Sweeney unzipped her sundress and stepped out of it, then stepped into the blue dress, letting Anna zip up the back. The silk rustled against her skin and she smoothed the front. “What do you think?”

“You know what? It actually looks great.” Anna led her over to an old oval dressing mirror in one corner of the attic. “Can you see?”

Sweeney stood in front of the mirror. It was forties’ day dress, with a little waist that hugged her own and a knee-length skirt. “I like it,” she said. “Is it okay to wear it?”

“Of course.”

“You don’t think I’ll be overdressed?”

Anna rolled her eyes. “Sweeney, I really don’t know.”

Sweeney stood in front of the mirror, inspecting her pores in the low light. “Oh God, why am I going? I don’t even want to go. It’s going to be awful.”

“No, it’s not. It’ll be fun. You should get out and mix. That’s what Mother always said to me. ‘You should mix.’ I always had this image of a bunch of people in a blender. She didn’t know what to do with me. All I wanted to do was paint.”

“Poor Grandmother and Grandfather. Ending up with two crazy artists.”

“I know. I think it was part of why I was so willing to put my own work aside for Juli’s for so long. I always felt as though I was letting them down. And Paul, because he was older, had sort of got first dibs on letting them down. I wasn’t allowed.” Sweeney could hear the bitterness in Anna’s voice. She didn’t say anything.

Anna pulled out a large pink dress and held it against her body.

‘Oh God, look at this,” she said. “This must have been one of
Mother’s maternity dresses. Can you imagine.
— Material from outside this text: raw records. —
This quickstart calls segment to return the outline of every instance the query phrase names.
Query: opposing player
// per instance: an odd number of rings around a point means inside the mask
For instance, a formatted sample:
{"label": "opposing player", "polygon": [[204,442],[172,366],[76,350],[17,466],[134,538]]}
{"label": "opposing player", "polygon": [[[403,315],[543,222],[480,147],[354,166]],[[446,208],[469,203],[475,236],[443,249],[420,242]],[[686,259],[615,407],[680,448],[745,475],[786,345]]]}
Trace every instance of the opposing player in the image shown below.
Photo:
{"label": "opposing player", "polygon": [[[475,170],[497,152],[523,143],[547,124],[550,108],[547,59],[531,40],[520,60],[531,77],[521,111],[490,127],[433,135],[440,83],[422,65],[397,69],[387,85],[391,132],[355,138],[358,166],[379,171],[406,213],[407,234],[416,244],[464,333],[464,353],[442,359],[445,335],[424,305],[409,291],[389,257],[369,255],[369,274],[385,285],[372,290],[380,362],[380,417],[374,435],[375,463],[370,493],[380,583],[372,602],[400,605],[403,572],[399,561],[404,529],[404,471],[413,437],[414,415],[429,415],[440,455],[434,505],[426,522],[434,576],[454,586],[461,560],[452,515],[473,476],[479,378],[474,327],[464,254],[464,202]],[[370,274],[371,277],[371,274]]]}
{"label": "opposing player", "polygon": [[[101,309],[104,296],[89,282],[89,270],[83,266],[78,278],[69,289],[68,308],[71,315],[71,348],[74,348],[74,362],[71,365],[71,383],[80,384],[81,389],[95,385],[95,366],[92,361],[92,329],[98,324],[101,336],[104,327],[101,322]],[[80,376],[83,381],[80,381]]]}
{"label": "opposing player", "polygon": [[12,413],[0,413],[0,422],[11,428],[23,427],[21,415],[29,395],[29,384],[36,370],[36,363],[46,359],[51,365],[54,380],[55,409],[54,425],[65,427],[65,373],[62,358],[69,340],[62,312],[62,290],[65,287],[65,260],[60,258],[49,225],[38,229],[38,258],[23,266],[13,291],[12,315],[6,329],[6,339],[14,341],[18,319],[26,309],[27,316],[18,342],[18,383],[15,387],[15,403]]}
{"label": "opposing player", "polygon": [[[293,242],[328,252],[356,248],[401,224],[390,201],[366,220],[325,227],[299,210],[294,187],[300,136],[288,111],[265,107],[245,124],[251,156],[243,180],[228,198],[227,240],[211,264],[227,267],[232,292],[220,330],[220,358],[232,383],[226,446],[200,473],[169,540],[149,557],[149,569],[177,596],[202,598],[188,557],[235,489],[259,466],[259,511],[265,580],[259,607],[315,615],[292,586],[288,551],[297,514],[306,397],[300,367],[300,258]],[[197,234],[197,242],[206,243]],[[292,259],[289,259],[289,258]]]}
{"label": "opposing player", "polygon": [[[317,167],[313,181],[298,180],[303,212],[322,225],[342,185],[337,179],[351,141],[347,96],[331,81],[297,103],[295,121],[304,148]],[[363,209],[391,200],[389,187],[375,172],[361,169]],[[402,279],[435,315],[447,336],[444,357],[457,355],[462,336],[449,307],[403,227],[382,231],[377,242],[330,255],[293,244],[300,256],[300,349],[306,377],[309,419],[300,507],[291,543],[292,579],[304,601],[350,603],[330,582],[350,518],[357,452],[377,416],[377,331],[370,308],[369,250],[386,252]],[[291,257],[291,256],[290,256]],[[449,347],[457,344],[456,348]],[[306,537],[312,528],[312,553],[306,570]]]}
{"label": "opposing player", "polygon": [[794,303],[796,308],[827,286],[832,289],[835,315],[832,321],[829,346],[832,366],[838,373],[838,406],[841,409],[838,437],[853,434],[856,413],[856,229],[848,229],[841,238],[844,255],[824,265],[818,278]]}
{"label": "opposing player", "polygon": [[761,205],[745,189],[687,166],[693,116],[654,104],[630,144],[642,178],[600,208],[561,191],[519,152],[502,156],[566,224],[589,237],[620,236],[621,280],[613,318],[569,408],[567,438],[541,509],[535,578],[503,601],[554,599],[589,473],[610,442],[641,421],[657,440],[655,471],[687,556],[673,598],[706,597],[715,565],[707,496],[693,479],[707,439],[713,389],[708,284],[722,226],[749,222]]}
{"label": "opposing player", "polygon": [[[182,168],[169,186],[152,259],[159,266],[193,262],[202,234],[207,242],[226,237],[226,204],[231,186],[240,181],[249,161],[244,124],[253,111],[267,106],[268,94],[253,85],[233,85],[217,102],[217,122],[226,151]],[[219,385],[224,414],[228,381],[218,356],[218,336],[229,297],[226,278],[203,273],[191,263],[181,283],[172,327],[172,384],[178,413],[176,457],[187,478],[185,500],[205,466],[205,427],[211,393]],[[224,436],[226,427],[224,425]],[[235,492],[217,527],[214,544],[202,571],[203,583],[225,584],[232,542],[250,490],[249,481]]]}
Women had to wear such awful things back then.” The dress was a soft, baby pink color and it had a Peter Pan collar with little pink flowers embroidered on it.

Sweeney watched Anna holding the dress up in front of her. “How come you and Uncle Juli never had kids?” she asked.

Anna folded the dress in half and laid it down on an old bed.

“I never really found out why. There was something wrong with one of us, but we never knew who. In those days you didn’t go to doctors about it the way you do now.

“I always wondered if it was my fault, if somehow, psychologically I kept myself from getting pregnant, if I was ambivalent about it. You know, it would have been hard with our lifestyle. I don’t think Juli would have liked staying home on Saturday night because we couldn’t find a baby-sitter, or you know, all the nursery things. He liked the idea of it, but the reality would have been a shock.”

“Did he ever . . . with . . . ?”

“With Stella? No. So perhaps it was a problem with him.”

Sweeney watched Anna’s face. “Do you think about it? Now?”

“Sometimes. Not that often. Still, it was hard. People ask you, you know. It’s amazing how rude they can be. ‘When are you going to have a baby? Don’t you want kids?’ Things like that. I remember that it got really hard for a while to be around our friends who had kids. I’d see people on the street pushing strollers and I’d think, ‘If any idiot can get pregnant, why can’t I?’ ” Anna closed the wardrobe door and gestured for Sweeney to turn around so she could unzip her.

Sweeney stepped out of the dress and got back into her clothes.

Anna reached up to find the cord for the light. “But it was just as well, in the end, wasn’t it?” she said. “The way things worked out?”

Together, they walked down the stairs.